As the cases intertwine and Pharaoh’s behavior becomes more erratic, McAvoy must question who he can trust if he is to uncover Hannah's fate and find justice for the dead--without joining them himself.
Gritty, atmospheric, and endlessly entertaining, David Mark's Dead Pretty is an absorbing, twisty ride readers won’t soon forget.
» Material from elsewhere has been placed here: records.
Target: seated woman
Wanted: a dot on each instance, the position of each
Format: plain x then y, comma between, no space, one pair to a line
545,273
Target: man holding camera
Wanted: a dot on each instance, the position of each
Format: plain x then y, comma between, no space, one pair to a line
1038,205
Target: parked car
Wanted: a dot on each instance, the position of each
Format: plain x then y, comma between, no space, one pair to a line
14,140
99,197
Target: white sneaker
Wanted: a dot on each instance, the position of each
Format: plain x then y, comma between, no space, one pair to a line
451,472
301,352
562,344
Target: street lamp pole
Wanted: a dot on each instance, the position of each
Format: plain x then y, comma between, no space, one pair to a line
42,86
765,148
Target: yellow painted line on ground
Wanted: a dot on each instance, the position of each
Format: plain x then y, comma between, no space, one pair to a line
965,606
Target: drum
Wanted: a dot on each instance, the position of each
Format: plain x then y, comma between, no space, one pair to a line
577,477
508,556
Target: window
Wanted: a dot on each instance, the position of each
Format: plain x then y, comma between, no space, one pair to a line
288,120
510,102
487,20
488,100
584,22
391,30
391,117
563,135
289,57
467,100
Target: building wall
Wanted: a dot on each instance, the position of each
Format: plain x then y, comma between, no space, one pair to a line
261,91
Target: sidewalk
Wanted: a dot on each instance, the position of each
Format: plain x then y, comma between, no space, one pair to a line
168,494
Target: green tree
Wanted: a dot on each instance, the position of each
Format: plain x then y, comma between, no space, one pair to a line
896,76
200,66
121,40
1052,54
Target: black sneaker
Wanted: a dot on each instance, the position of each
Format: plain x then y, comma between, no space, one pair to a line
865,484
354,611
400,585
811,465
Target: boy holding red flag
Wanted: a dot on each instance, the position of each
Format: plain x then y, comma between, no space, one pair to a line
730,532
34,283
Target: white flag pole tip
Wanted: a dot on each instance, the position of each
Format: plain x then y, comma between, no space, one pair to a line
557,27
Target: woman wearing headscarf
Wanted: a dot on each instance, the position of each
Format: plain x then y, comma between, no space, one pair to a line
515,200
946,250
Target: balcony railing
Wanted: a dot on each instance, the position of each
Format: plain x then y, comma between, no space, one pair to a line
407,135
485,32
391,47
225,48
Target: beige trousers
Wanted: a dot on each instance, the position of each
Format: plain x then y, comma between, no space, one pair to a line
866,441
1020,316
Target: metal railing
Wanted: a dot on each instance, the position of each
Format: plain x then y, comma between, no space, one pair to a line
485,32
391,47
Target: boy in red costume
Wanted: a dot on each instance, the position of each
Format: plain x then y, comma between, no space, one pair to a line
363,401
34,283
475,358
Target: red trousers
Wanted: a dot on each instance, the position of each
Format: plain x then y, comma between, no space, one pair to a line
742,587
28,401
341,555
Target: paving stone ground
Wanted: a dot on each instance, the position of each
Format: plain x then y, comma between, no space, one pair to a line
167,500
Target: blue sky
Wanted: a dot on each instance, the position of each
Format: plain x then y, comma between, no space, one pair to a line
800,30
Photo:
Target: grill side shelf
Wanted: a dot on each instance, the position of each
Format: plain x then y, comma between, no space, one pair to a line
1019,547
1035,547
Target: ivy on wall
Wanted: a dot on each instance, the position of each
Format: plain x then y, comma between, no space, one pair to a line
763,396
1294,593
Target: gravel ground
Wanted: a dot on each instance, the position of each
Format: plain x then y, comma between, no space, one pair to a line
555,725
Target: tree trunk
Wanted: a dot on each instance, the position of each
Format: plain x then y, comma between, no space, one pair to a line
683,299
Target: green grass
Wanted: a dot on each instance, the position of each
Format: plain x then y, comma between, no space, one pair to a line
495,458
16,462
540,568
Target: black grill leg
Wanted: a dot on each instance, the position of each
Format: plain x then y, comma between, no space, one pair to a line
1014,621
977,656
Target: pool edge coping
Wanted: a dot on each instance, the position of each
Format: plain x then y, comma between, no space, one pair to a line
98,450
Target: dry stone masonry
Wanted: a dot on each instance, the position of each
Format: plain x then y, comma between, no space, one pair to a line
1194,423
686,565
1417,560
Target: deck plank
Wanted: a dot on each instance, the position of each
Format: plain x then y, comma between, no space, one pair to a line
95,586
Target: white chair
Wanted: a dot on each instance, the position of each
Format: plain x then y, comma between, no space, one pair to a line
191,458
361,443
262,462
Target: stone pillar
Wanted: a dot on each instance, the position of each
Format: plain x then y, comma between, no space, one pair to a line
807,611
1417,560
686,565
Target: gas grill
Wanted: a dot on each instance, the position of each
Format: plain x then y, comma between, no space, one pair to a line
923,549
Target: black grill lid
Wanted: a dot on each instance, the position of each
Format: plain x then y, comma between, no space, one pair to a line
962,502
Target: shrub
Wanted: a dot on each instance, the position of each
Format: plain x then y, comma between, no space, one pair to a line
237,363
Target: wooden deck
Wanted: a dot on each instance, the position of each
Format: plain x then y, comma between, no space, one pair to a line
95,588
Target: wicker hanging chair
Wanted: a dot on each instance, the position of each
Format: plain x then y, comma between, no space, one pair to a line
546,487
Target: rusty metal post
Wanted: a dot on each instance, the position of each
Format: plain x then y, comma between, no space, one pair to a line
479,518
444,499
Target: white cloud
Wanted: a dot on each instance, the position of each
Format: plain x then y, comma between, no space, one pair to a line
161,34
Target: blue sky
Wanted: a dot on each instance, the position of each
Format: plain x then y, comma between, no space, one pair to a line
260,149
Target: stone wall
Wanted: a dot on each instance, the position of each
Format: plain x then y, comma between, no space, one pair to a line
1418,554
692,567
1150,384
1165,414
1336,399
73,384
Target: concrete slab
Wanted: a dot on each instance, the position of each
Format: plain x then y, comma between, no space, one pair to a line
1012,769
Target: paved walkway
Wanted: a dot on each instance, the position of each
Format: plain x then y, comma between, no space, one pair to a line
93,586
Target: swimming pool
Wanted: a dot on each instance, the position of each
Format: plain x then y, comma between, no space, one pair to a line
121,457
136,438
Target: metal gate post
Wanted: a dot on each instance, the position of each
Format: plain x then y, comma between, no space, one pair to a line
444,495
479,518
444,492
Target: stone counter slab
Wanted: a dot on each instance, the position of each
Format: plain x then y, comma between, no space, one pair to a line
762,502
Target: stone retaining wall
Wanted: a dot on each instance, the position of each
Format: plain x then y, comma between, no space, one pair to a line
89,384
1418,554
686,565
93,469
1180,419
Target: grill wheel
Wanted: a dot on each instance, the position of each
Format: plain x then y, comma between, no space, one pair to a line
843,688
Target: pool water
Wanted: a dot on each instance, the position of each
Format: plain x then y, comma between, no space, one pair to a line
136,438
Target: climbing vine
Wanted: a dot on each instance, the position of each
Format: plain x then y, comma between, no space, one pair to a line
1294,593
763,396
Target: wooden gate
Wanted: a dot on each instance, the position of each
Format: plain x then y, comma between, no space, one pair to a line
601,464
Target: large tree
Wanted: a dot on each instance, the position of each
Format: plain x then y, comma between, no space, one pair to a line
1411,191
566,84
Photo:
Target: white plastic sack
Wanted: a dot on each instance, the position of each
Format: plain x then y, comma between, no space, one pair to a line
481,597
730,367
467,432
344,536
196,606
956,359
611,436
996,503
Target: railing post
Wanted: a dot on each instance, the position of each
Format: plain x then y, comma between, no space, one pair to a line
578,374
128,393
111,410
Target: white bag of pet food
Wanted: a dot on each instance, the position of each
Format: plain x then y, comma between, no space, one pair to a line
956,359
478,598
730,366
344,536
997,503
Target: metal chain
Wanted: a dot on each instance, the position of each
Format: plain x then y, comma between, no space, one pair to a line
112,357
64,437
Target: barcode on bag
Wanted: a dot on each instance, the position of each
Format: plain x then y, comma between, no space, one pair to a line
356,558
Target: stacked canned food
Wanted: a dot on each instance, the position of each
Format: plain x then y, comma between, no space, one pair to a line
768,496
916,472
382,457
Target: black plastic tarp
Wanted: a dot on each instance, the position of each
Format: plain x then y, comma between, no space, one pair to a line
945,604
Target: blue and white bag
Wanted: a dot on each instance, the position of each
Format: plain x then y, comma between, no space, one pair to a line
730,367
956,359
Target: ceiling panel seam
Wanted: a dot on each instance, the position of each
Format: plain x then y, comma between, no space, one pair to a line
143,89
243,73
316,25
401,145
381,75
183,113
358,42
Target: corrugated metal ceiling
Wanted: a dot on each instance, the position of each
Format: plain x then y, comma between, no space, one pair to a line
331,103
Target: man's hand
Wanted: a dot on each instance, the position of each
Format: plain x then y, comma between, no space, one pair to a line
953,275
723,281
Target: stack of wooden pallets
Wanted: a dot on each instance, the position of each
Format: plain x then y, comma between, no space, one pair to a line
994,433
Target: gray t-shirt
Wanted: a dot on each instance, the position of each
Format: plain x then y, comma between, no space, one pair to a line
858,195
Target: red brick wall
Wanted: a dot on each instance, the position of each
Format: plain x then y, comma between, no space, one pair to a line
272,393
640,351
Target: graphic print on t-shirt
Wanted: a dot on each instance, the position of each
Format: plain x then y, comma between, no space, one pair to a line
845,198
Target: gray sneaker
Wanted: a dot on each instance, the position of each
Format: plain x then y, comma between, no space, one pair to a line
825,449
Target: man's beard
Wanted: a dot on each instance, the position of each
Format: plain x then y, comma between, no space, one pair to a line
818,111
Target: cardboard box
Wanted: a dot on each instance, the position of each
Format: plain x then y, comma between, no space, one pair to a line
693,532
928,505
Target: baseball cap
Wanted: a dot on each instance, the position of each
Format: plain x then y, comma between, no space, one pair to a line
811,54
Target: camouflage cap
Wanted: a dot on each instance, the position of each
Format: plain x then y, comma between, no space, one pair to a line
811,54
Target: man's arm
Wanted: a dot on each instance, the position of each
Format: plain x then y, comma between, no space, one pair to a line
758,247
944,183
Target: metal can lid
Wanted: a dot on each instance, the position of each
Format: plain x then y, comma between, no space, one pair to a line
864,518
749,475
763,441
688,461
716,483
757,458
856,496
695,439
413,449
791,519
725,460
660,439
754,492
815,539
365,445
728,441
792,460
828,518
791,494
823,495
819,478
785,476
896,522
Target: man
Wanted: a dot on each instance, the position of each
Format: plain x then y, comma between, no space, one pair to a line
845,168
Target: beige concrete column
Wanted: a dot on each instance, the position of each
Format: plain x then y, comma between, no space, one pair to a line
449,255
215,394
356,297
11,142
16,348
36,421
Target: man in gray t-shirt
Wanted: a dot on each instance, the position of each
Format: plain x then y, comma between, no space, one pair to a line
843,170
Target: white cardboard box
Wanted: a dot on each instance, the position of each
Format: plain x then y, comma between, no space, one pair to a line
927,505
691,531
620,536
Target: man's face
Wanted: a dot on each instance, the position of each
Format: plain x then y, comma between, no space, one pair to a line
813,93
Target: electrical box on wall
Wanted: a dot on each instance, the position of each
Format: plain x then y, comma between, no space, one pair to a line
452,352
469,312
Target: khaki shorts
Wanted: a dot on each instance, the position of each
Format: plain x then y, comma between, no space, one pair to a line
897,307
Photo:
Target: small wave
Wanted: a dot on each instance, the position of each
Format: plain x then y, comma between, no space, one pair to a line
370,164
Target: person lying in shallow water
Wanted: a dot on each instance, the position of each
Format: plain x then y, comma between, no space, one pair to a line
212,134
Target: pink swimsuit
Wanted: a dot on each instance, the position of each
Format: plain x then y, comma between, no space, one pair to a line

Mark's gritty fifth series crime novel (after 2015's Taking Pity) finds Det. Sgt. Aector McAvoy fixated on two unsolved cases: the disappearance of one young woman and the brutal murder of another nine months later. McAvoy's friend Det. Constable Helen Tremberg wishes that "he were able to free himself of the barbed wire of conscience that he has wrapped in and around himself." Meanwhile, handsome, charming Reuben Hollow, who was convicted of murder, is freed when his conviction is quashed on appeal. This reflects badly on McAvoy's boss, Det. Supt. Trish Pharaoh, who originally put Hollow behind bars. When evidence connects Hollow to several murders of men who have abused women, McEvoy wonders whether Hollow is a killer of abusers and women. Or is he in fact the nice guy he appears to be? And what about Pharaoh is she a good cop or a corrupt one? Mark keeps the reader guessing. Strong prose, intriguing characters, and high tension make this a standout.